門番「おお……! ガイルさん! 皆さん、無事だったんですね!」
ガイル「ああ……全員、生還した」
門番の声に反応して村人が集まり、
一斉に安堵の息を漏らす。
「すごい……!」 「正式調査隊が全員帰ってくるなんて……」 「でも……なんか表情が暗くないか?」
その通りだった。
討伐成功の報告があってもおかしくないのに、
三人の顔には決して喜びと呼べない影が落ちている。
ギルドに戻ると、受付嬢エマが勢いよく駆け出してきた。
エマ「み、皆さん……! 本当に、無事で……!」
胸に手を当てて震えるように安堵している。
しかし、調査隊の硬い表情がその喜びをすぐに押しつぶした。
エマ「……ダンジョンは、どんな……?」
ガイル「ボス……巨大なゴーレムを確認し、討伐した」
エマ「そ、それなら……問題は解決したんですよね?」
ガイル「いや――
むしろ“解決から遠ざかった”と言っていい」
エマ「え……?」
リナ「ゴーレムの胸部にあった“核のようなもの”……
あれ、中身はただの《魔力塊》よ」
エマ「魔力塊……? あの……ただの魔力の固まりですよね?」
ドラン「ああ。

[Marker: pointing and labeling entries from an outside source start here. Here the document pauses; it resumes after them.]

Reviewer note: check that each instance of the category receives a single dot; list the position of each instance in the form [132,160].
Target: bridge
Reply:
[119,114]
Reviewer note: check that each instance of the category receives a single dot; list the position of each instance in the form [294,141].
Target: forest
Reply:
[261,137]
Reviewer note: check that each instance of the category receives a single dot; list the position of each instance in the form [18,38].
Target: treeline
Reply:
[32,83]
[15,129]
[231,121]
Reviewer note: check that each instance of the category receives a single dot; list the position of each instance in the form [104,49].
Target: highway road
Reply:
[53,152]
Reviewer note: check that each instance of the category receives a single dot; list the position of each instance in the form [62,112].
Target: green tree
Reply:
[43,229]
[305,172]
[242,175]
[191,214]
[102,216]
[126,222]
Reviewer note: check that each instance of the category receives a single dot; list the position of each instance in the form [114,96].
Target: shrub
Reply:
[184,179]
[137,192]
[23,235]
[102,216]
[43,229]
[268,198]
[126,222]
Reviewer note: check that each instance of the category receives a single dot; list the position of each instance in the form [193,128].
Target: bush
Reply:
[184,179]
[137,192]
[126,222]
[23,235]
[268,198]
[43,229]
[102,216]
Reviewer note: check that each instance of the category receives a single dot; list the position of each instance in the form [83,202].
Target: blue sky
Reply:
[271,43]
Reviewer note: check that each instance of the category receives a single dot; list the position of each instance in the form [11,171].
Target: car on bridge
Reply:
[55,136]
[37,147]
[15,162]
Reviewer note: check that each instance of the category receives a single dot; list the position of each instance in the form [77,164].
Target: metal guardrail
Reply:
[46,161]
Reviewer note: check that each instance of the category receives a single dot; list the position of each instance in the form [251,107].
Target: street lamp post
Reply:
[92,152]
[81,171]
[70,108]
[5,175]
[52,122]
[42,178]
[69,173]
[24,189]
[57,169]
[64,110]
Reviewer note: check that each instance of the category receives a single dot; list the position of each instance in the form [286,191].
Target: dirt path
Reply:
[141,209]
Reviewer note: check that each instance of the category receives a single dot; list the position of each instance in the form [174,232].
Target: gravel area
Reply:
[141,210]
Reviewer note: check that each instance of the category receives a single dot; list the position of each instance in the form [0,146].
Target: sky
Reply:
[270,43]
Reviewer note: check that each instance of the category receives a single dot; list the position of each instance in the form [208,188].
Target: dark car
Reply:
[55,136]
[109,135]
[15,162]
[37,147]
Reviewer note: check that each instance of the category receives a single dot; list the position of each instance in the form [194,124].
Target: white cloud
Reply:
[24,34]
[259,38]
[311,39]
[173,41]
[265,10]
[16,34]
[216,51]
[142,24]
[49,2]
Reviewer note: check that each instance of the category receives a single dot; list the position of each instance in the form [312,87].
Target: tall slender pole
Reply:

ダンジョンコアとは呼べん」
ガイル「本来、ダンジョンは“コア”を中心に形成される。
なのに今回は……その肝心なものが、どこにもなかった」
エマ「……そんなこと……」
言葉が続かない。
リナ「魔力の流れも、構造も……
自然に発生したダンジョンじゃないわ。
“理屈に合わない”。」
ドラン「通路は整い過ぎていた。
まるで誰かが意図して形を作ったような……そんな具合だった」
ギルド内には緊迫した沈黙が落ちた。
「……自然変異か?」 「聞いたことないぞ、コアなしのダンジョンなんて……」 「魔力暴走? いや、違う……」
囁きが混じり、混乱が広がる。
エマ(ユートさん……
あなた、今日もあの森へ向かったわよね……
こんな危険な状況だったなんて……)
胸が締めつけられる。
(どうか……無事でいて)
ガイル「――今日は撤収とする。
このダンジョンは“未知の領域”だ。
下手に深入りすれば、隊の命が危うい」
リナ「中級調査隊の権限では分析し切れないわ。
もっと上位の専門家が必要」
ドラン「ここまでおかしいなら、
本部が動く可能性が高い」
ギルド内に再びざわめきが走る。
エマ「そこまで……危険な……?」
ガイル「未知は、それだけで脅威だ」
静かで深い声が、空気を震わせた。
ユート「いや〜……冒険者がびびって帰ってったな……
今日の演出、完璧だったわ〜!」
ぷに(ぽぽん) ころ(すごかったー) もち(ねむ……)
ユート「よしよし。
しばらく安心して開発できるな!」
――村が今まさに“非常事態”へ向かっているとも知らず。
ユートは満足げにスライムを撫でていた。